Старик забился воющей мухой в многочисленных щупальцах толпы-паука. Видно было, как все с боязливой радостью торопились расправиться с ним.
И вдруг Жядько рявкнул:
- Ти-ша!
- Братья, - ласково произнёс Невзор в наступившей тишине. - Я вынес приговор старому хлюзде[150], что покушался на вашу честь. И вам мой приговор люб. Приговорите же и вы этого халабруя[151], - атаман указал на Якушу Медведчикова. - Он обесчестил меня прилюдно. Уже сверху донизу просочилось моё бесчестье. Гляньте, что творится в Азгут-городке!
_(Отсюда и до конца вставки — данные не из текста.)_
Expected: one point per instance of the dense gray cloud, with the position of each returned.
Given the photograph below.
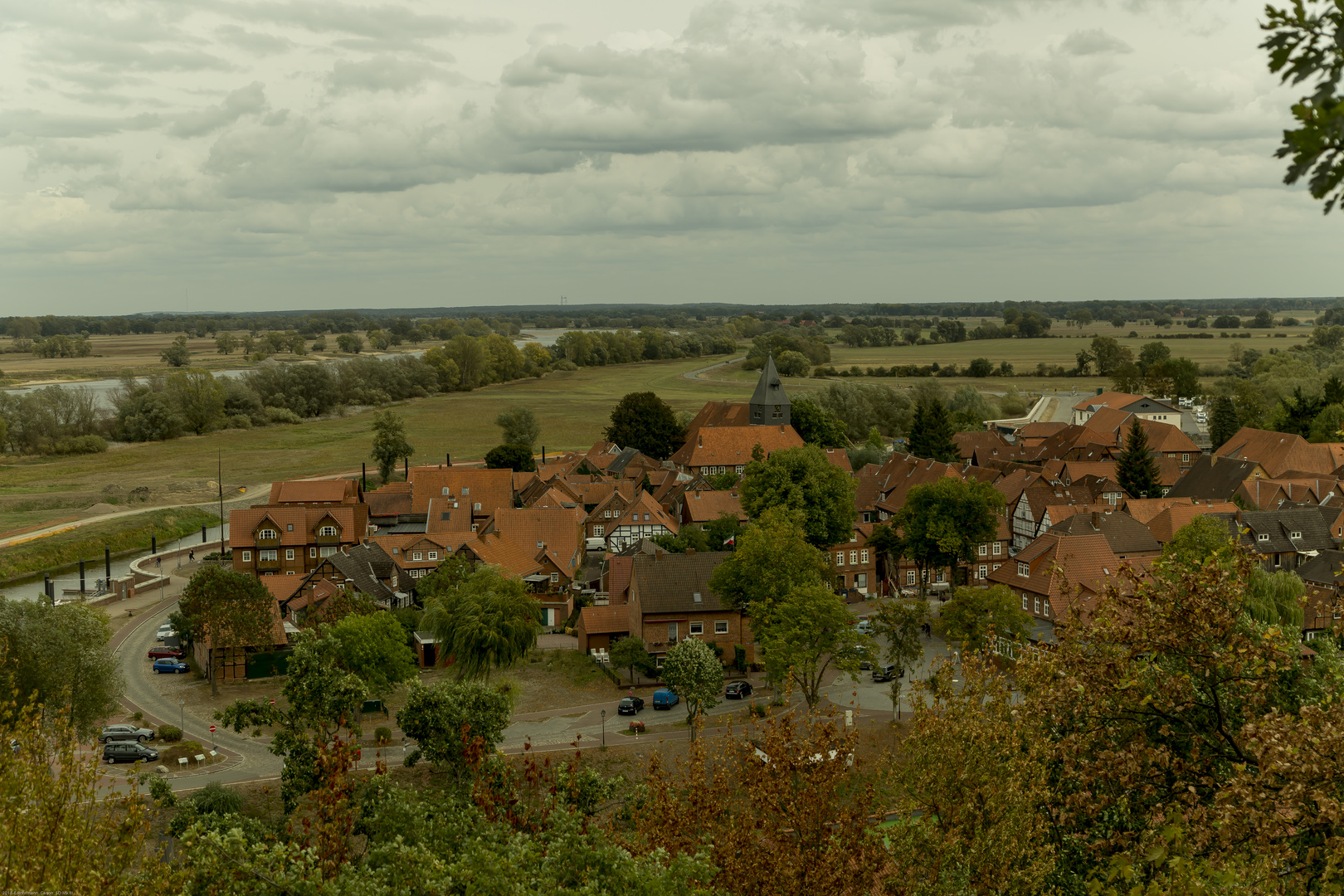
(752, 151)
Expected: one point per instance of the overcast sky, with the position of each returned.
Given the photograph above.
(251, 155)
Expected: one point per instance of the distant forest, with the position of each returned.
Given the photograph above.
(635, 316)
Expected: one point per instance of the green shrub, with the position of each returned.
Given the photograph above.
(217, 800)
(283, 416)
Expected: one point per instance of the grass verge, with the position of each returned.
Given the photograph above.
(125, 533)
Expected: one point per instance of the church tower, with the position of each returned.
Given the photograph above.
(769, 403)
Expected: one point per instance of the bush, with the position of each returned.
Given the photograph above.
(217, 800)
(283, 416)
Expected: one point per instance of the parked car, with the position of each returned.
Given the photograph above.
(125, 733)
(888, 674)
(128, 751)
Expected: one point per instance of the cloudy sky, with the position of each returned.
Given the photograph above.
(314, 153)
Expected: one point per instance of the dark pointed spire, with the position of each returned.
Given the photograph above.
(769, 403)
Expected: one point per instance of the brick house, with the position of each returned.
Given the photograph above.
(671, 599)
(292, 540)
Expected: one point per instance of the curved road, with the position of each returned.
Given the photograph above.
(158, 698)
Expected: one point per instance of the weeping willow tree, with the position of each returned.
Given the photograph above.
(1276, 598)
(483, 621)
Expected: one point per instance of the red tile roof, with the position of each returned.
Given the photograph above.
(733, 445)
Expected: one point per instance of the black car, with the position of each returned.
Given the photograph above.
(888, 674)
(128, 751)
(125, 733)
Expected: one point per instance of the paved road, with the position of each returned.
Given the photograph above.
(158, 698)
(695, 375)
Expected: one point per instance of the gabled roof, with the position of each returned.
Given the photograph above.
(492, 489)
(668, 582)
(609, 620)
(733, 445)
(769, 388)
(1125, 535)
(706, 505)
(314, 492)
(1278, 453)
(1213, 477)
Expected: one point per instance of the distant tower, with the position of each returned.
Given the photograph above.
(769, 403)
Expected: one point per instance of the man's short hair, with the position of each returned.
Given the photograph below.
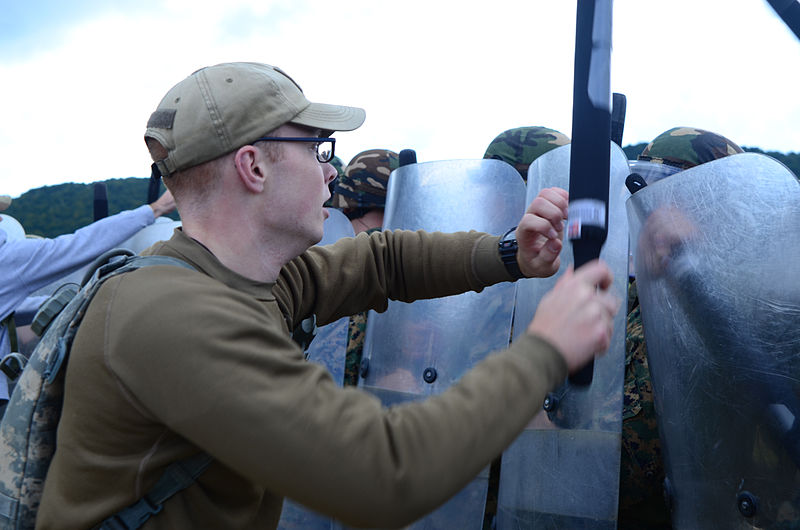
(221, 108)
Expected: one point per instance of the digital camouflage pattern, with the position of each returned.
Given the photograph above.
(641, 499)
(365, 179)
(28, 428)
(642, 475)
(686, 147)
(355, 348)
(521, 146)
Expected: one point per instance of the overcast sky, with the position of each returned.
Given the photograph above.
(79, 79)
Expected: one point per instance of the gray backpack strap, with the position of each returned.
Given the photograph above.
(177, 477)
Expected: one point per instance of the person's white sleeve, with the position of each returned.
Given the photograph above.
(26, 265)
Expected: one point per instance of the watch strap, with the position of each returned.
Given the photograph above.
(507, 248)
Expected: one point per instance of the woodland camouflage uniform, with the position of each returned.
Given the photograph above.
(361, 188)
(641, 499)
(518, 147)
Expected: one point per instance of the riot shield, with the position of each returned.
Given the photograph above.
(412, 351)
(563, 470)
(328, 348)
(716, 265)
(160, 230)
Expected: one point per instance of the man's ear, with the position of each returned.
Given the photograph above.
(250, 167)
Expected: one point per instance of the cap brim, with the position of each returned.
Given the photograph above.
(330, 117)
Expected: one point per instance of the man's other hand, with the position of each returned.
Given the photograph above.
(540, 233)
(577, 315)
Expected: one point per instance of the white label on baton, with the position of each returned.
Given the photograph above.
(585, 212)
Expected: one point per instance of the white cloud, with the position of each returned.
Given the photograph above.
(441, 77)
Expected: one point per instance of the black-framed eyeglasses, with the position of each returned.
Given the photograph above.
(325, 146)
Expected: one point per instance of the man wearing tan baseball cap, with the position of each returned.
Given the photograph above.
(201, 361)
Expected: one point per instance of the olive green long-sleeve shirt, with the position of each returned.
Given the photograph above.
(171, 362)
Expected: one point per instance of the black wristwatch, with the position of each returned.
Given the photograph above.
(507, 247)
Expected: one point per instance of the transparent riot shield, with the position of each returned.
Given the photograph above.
(717, 253)
(160, 230)
(563, 470)
(328, 348)
(412, 351)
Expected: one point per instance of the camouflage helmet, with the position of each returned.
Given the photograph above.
(365, 179)
(521, 146)
(685, 147)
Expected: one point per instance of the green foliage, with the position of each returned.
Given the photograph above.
(54, 210)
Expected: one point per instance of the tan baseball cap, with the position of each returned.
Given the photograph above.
(221, 108)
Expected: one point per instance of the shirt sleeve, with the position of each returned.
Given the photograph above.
(29, 264)
(361, 273)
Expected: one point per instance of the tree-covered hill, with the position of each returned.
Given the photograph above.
(54, 210)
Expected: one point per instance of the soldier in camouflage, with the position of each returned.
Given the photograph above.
(641, 499)
(361, 195)
(521, 146)
(518, 147)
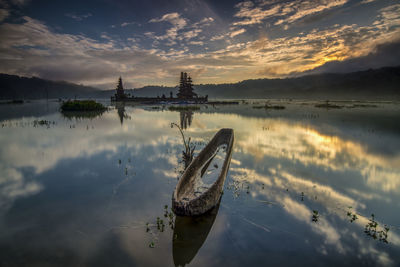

Он растворил оконницу, и вся малая дружина услышала шум толпы, окружившей хоромину. Там, внизу, бушевали бродники с заспинными колчанами, полными стрел, с луками, вскинутыми над головами. Дружно, как удары набата, сотня глоток выкрикивала: «Не-взор! Не-взор!» Крики были во славу, а не в угрозу. Тем временем в избу ввалились лучники под предводительством мрачного безбородого мужика с длинными обвислыми усами.
- Оска Шилпуй!.. Оска Шилпуй! - пронёсся пугливый шёпот.
- Вождь атамановых охранышей, - прошептал у самого уха Рода Фёдор Дурной. - Мы окружены!
- Так каков будет ваш приговор моему обидчику? - вкрадчиво вопросил Невзор. Малая дружина молчала. - К ядрёной матице его? - то ли постановил, то ли испросил согласия атаман. И опять молчание. - Любо ли вам моё решенье? - прозвучал завершающий вопрос, за которым должны были следовать не слова, а дела.
[142] ПИРНИК - распорядитель на пиру.
[143] ХАРАПУГА - нахал, дерзкий человек.
[144] ОГЛЯДЕНЬ - слишком осмотрительный человек.